Rather than get bogged down in the argument sure to ensue if he revealed that the full text of the play no longer existed, Gurney gave the captain the name and affiliation of Peggy Meeker’s old college professor. “I’m sure he’d be happy to discuss it with you. And by the way, there’s no doubt at all that the play relates to Jillian Perry’s murder. The playwright’s name was Edward Vallory.”
It took a couple of seconds for this to register with Kline. “The text-message signature?”
“Right. So now we know for sure that the ‘Mexican laborer’ identity was a con from day one, a con that everyone fell for.”
The captain looked furious enough to burst into flames.
Gurney went on. “This guy came to Tambury with a long-term plan and a lot of patience. The obscurity of the literary reference means we’re dealing with a pretty sophisticated individual. And the content of the Vallory play makes it clear that Jillian Perry’s sexual history was almost certainly the motive for her murder.”
Kline looked like he was trying not to look stunned. “Okay, so we’ve got … we’ve got a new slant here.”
“Unfortunately, it’s just the tip of the iceberg.”
Kline’s eyes widened. “What iceberg?”
“The missing graduates.”
The captain shook his head. “It’s been said before, and I’ll say it again: There’s no proof that anyone’s missing.”
“Sorry,” said Gurney. “Didn’t mean to misuse a legal term. You’re right—nobody’s name has been entered yet in an official mis-pers database. So let’s call them … what? ‘Mapleshade graduates of currently unverifiable location’? That work better for you?”
Rodriguez came forward in his seat, his voice rasping. “I don’t have to take this wiseass crap from you!”

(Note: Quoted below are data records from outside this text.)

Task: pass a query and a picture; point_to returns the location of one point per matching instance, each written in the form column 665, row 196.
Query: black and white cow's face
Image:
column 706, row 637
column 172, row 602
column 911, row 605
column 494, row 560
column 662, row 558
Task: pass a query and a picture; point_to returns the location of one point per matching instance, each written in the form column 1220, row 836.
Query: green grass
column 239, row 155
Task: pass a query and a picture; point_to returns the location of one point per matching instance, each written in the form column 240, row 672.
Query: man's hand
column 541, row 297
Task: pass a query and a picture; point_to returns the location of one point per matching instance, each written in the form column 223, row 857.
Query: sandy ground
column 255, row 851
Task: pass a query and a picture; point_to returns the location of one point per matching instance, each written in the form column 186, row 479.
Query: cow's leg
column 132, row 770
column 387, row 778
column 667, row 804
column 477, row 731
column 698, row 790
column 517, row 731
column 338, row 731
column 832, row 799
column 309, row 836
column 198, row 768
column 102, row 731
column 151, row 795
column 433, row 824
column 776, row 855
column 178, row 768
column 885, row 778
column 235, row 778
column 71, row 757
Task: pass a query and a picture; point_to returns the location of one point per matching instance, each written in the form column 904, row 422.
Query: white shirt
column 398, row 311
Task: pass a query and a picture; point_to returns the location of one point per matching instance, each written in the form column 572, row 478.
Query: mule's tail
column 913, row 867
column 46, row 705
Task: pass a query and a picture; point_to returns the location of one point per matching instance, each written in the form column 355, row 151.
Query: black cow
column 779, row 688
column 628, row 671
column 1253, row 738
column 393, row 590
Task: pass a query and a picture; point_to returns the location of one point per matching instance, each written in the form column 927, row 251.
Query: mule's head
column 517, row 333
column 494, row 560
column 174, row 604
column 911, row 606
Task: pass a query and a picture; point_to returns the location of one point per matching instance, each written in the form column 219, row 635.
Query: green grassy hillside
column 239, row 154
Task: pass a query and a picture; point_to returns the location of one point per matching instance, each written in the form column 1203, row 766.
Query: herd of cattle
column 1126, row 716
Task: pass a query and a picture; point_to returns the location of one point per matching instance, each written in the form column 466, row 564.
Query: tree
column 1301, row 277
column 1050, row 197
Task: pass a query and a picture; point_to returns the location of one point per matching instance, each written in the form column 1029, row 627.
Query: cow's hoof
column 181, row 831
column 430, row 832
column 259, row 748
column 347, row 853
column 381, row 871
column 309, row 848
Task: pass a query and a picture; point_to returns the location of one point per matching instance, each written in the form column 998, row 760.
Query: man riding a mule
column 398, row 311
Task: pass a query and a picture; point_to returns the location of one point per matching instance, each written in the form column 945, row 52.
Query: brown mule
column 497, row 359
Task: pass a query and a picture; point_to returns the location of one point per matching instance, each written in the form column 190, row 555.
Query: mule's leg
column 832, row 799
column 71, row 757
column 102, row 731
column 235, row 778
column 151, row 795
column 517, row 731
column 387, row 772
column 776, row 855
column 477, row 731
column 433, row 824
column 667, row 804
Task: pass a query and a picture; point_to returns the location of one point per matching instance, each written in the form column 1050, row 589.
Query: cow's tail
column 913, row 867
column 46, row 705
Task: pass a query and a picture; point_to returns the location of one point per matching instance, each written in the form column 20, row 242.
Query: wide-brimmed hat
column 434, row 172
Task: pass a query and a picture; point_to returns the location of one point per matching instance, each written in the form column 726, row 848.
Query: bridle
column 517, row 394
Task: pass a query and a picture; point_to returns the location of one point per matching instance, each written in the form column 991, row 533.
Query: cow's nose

Kline raised his hand like a traffic cop. “Rod, Rod, take it easy. We’re all a little … you know … Just take it easy.” He waited until the man began to settle back in his chair before turning his attention to Gurney. “Let’s say, just for the sake of argument, that one or more of these girls is actually missing, or unlocatable, or whatever the proper term would be. If that were the case, your conclusion is what?”
“If they’ve been abducted by the man calling himself Hector Flores, my conclusion is that either they’re dead or soon will be.”
Rodriguez lurched forward again in his chair. “There’s no evidence! If, if, if, if. It’s just one assumption on top of another.”
Kline took a slow breath. “That does seem like a hell of an end point to jump to, Dave. You want to give us a little help with the logic?”